Nice, to have the President of the United States undermining federal immigration law - which the Arizona law mimics for laughs.

Meanwhile:

- immigration "rights" forces march in lockstep with communists on May 1st: May Day / Che Day. Both having the same agenda of undermining American law.

- our border remains negligently unsecure under the Obama administration, as with his predecessors, allowing an illegal invasion to continue to endanger American citizens.

- the American political Left yawns at Arizona's crisis and agonizes only about racial profiling.

- racial groups like La Raza and MeCHa push for "chicano studies" programs in schools in the West that promote Reconquista and Aztlan - the future chicano state reclaimed in America's West after the collapse of Washington. And we tolerate that?

There will be a backlash against the Left's backlash on the AZ law. It's on.

Saturday, May 01, 2010

American Left Outraged over Wrong Things

The American political left is outraged - outraged I tell you! - regarding the newly signed Arizona immigration law. But, as usual, they are outraged over the wrong things.

The good people of Arizona, in a reasonable attempt to protect themselves against an ongoing criminal invasion of their state that sees 650,000 (probably more) people trespassing there and border chaos and violence that endangers every one of them, acted where a negligent federal government has not.

Does the American political left have empathy for the very REAL crisis that their fellow citizens find themselves in? No. Not at all. Instead, they vilify them - with unwarranted charges of "racist!" and "Nazi" and agonize only on the POTENTIAL for racial profiling.
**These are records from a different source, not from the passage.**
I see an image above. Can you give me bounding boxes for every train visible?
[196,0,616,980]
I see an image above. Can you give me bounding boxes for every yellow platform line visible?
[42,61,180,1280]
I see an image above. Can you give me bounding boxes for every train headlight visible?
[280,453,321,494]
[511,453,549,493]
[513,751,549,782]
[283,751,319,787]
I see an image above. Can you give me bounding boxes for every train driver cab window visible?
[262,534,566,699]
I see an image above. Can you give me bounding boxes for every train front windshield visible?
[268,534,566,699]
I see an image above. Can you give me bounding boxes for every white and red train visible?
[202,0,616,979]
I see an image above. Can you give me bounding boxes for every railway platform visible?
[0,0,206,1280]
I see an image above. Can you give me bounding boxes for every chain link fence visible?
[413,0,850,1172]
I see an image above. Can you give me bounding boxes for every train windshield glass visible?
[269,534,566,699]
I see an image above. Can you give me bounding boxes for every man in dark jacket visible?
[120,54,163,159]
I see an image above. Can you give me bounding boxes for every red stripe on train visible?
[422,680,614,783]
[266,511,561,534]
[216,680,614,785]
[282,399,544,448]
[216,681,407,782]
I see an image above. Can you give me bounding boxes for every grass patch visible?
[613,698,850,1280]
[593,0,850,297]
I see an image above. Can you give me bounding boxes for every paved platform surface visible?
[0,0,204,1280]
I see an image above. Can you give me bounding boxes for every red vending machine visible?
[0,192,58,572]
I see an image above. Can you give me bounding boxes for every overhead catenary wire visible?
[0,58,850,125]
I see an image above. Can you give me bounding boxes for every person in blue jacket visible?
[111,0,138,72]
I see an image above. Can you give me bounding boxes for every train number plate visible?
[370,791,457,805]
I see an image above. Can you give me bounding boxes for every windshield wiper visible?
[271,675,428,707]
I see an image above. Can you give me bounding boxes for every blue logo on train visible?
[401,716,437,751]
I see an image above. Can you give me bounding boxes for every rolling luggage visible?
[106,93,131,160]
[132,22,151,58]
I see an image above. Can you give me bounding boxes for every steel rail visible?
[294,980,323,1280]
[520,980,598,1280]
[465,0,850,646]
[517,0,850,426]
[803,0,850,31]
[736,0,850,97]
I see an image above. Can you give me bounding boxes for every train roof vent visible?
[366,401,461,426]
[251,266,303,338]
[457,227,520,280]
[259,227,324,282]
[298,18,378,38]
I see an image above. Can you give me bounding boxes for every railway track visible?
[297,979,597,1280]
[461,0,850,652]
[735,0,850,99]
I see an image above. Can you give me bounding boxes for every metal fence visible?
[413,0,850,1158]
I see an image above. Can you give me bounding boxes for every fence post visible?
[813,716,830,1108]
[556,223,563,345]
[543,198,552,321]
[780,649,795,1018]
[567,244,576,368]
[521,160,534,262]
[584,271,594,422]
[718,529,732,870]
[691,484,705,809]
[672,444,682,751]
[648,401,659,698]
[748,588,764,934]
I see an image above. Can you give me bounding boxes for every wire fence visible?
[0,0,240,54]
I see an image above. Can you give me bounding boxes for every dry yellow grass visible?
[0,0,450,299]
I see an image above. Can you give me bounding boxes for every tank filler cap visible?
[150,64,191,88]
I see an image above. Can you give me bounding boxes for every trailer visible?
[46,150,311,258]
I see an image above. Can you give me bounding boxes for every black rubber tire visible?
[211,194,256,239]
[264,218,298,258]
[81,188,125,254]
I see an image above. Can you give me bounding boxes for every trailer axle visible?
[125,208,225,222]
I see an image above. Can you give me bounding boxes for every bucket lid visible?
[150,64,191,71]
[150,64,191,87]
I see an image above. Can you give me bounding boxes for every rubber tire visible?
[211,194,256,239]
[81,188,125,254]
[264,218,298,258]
A potential, I should add, mitigated by the good-faith efforts of the Arizona legislators to craft wording in their law that prohibits racial profiling.

I have three questions for my friends on the political left - many of whom I hung out with at EbertFest 2010 last week:

1. Are you paying attention to, reading about, the crisis in Arizona? I'm talking about the border violence that has spilled over to Arizona and made it essentially a war zone that endangers them, and simultaneously crushes them with the cost?

If so, why aren't you outraged at the murders, kidnappings, drug crime, and identity theft that plagues Arizona?

2. Have you no empathy for your fellow citizens and their crisis? If not, may I respectfully say that your empathy is misplaced with the lawless.

3. What is your solution to Arizona's crisis? Open Borders? Amnesty for those who have illegally crossed our borders? Ignoring our immigration laws? Vilification of good people and fellow citizens? What is your solution?

Apparently, watching today's May Day rallies, the American Left's solution is to join forces with the Communist Party and the Reconquista movement on May Day / Che Day to continue to destabilize American sovereignty and democracy. See Michelle Malkin's coverage of today's rallies here. Does anyone on the American political left see a problem with this?

The accusations of racism and Nazi are outrageous, over the top, and must stop.

I stand with the good people of Arizona in confronting their existential crisis.